The closure, through a Supreme Court verdict, was preferable on many counts. A compromise, as a jurist at that point of time had argued, no matter how 'favourable' the terms and conditions of such a
compromise would have been, the individuals signing the 'compromise' would have been accused of ‘selling’ the interests of Muslims for cheap. The recrimination would have grown with time. In contrast,
adverse ruling from the apex court brought a sense of 'closure.'
Incidentally, there were nine attempts to solve the Ayodhya dispute through negotiations and compromise since 1859. [in 1859 communal clashes over the possession of the site had taken place prompting the then British administration to erect a fence: The inner court was to be used by Muslims and the outer court by the Hindus]
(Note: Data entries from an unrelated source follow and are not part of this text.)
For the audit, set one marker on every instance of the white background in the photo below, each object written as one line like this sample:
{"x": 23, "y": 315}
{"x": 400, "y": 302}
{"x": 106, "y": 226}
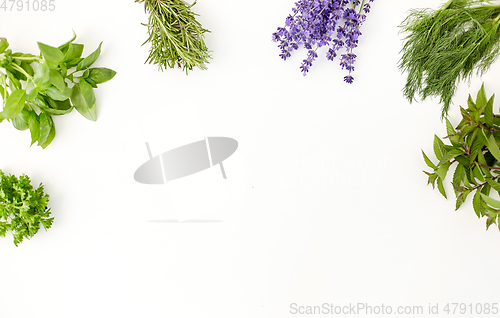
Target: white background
{"x": 325, "y": 200}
Three serious attempts during Chandrashekhar, P.V. Narasimha Rao and Atal Bihari Vajpayee regimes when Muslims came tantalizingly close to an “out of court” settlement to resolve Ayodhya dispute.
In 1990, Prime minister Chandrashekhar tried to resolve the dispute through negotiations bringing both VHP and Muslim historians on the negotiation table but volunteers of the Vishwa Hindu Parishad damaged the 16th century mosque in Ayodhya bringing an abrupt end to talks.
Before Babri mosque was demolished, Prime Minister Narasimha Rao made attempts to dissuade the VHP from launching a movement. In his 317-page book “Ayodhya 6 December 1992” (Penguin/Viking 2006) , Rao made a singular point --- BJP aborted the Ayodhya solution. Always careful with words, the late Prime Minister insisted that BJP scuppered a possible solution to the temple dispute to keep the Ayodhya pot boiling. Till August 1992, Rao says, his talks with “apolitical” sadhus and sanyasis on how and where a Ram temple could be built in Ayodhya ' without breaking the law or upsetting communal harmony ' were proceeding quite well. Then, all of a sudden, the sadhus broke off the talks. “Why did they (the sadhus) go back on their promise (to explore all avenues towards a peaceful settlement of the dispute)'” Rao wondered and then offered an explanation, “It was clear that there was a change of mind on their (the sadhus’) part or, what is more likely, on the part of political forces that controlled them.
In 2003, an upbeat All India Muslim Personal Law Board in Lucknow had summoned its grand assembly to clinch the Babri Masjid issue on the premise that the Vajpayee regime and the Sankaracharya of Kanchi would prevail upon the VHP to accept the legal mandate on the Ayodhya dispute. Vajpayee was prime minister and everything looked ‘final’ when a last minute spanner deprived him from going down in history as the greatest Indian.
The AIMPLB had given its final touches to a proposal to be made to Sri Jayendra Saraswati that had sought a mosque within the 67 acres of undisputed land, a legal mandate to debar Hindutva forces from raking up Mathura and Kashi, and a plaque at the disputed site recording the chronology of the dispute.
The moderates in the otherwise hawkish AIMPLB had got a shot in the arm when the influential Nadwa theological school decided to back the board’s bid to hammer out a compromise. Maulana Rabey Nadwi, rector of Darul-Uloom Nadwa, said there was no harm in a negotiated settlement.
The Muslim Personal Law Board had invited all Muslim MPs and community leaders to thrash out the Ayodhya issue.
However, Vajpayee and Kanchi Sankaracharya’s efforts to end the Ayodhya dispute were criticised by the VHP and RSS. It was a make-or-break gamble for Vajpayee who was keen to find a permanent
solution to end the Ayodhya impasse as it was unwilling to give a piece of land for a new Babri masjid near the disputed site.